You may have also heard of Facebook's Libra, another type of digital currency. The upside is that Libra is planned to be built on an open-source blockchain system. However, it will not be permissionless like Bitcoin or Ethereum, meaning participants will need more than a simple internet connection to use this currency. Moreover, the project and its activities will be implemented and managed by a unit consisting of a few selected members.

In conclusion, although CBDCs and other types of digital currencies make use of blockchain or cryptography, they are quite different from cryptocurrencies such as Bitcoin.


What is the market value of cryptocurrencies?

When you look at the price of a cryptocurrency, you see only a small part of the overall picture. Another equally important criterion is its supply, that is, how many individual units there are of this cryptocurrency. 

To determine the valuation of a cryptocurrency network, you need to know how many units are currently available. This is called circulating supply. Different cryptocurrencies may follow different issuance schedules, so it is important to understand how the issuance process works for each network.

Market value is the price of an individual unit multiplied by the circulating supply.


Market Value = Circulating Supply*Price


As you can imagine, the market cap of a cryptocurrency network is a more accurate representation of the value of the network than the price of an individual unit. A network with a lower priced coin but a higher circulating supply may have a higher valuation (market cap) than a network with a higher priced coin but a lower circulating supply. And in some cases the opposite can also be true.

However, market cap does not represent how much money is entering a particular market. For example, a common misperception among new users is that the Bitcoin market cap represents the total amount of money invested in Bitcoin. But this is not a logical conclusion because market value depends on price and supply.


Why do I need to pay commission for transactions?

If you send a bitcoin to another address, you will find that slightly less than what you sent reaches the receiving account. This is because you pay a small commission, which is used to reward miners for adding your transaction to the blockchain. 

Most cryptocurrencies use a similar mechanism to incentivize their users to keep the network safe. In Proof of Work systems, transaction fees are often combined with newly mined coins to form the block reward (block allowance).

You can adjust the transaction fee you will pay according to the urgency of the transaction. Rational miners will always strive to make the most profit, so they prioritize transactions with high transaction fees. You can obtain information about the average transaction fee by looking at the current pending transactions and determine the amount you will pay accordingly.

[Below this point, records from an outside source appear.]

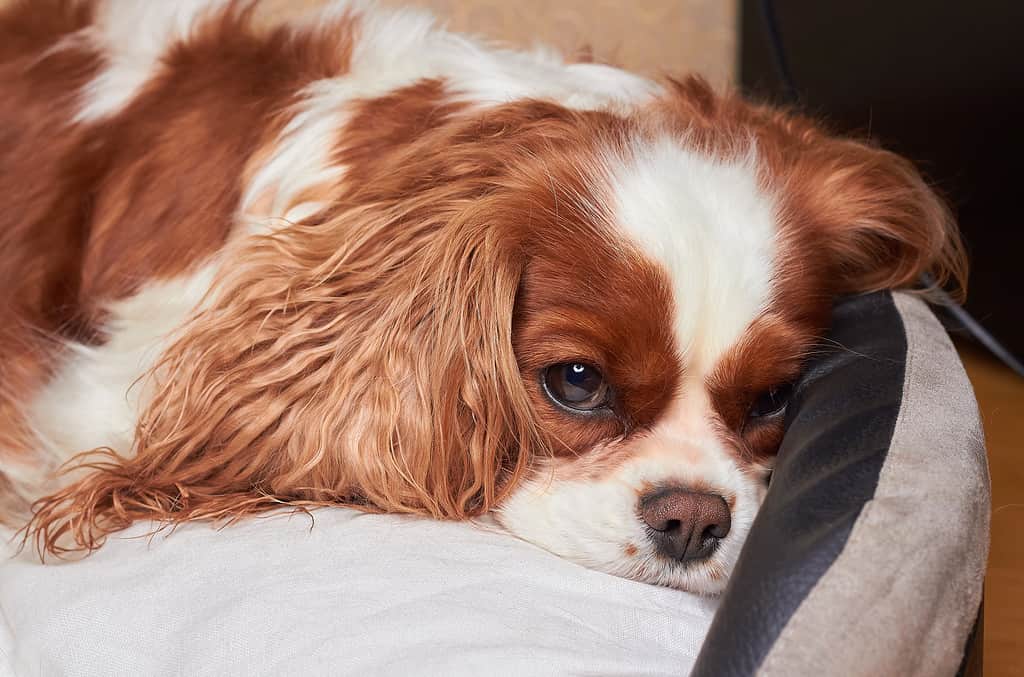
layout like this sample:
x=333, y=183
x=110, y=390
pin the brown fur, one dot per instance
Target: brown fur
x=385, y=353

I lost my keys. Can I get my funds back?

If you're sure you've lost your keys, you'll probably never be able to access your funds. The biggest benefit of cryptocurrencies is that custodians and intermediaries are not involved in the management of financial transactions. But the downside is that the responsibility is now entirely in your hands. Therefore, you need to be extremely careful not to lose your private keys because you retain ownership of your money with your private keys.


What is the future of cryptocurrency?

What the future of cryptocurrencies will be like depends entirely on who you ask this question. Some believe that Bitcoin will replace gold in the digital age and disrupt the current financial system. Others argue that cryptocurrencies will always be a secondary system that will continue to exist as a niche market. There are also those who believe that Ethereum will be a distributed computer serving as the backbone of the new internet.

While skeptics predict that this industry will eventually collapse, some users are happy for crypto to remain a niche monetary system. Many different outcomes could occur, and it is too early to say for sure what will happen even a year from now. However, it cannot be denied that there is huge potential for growth.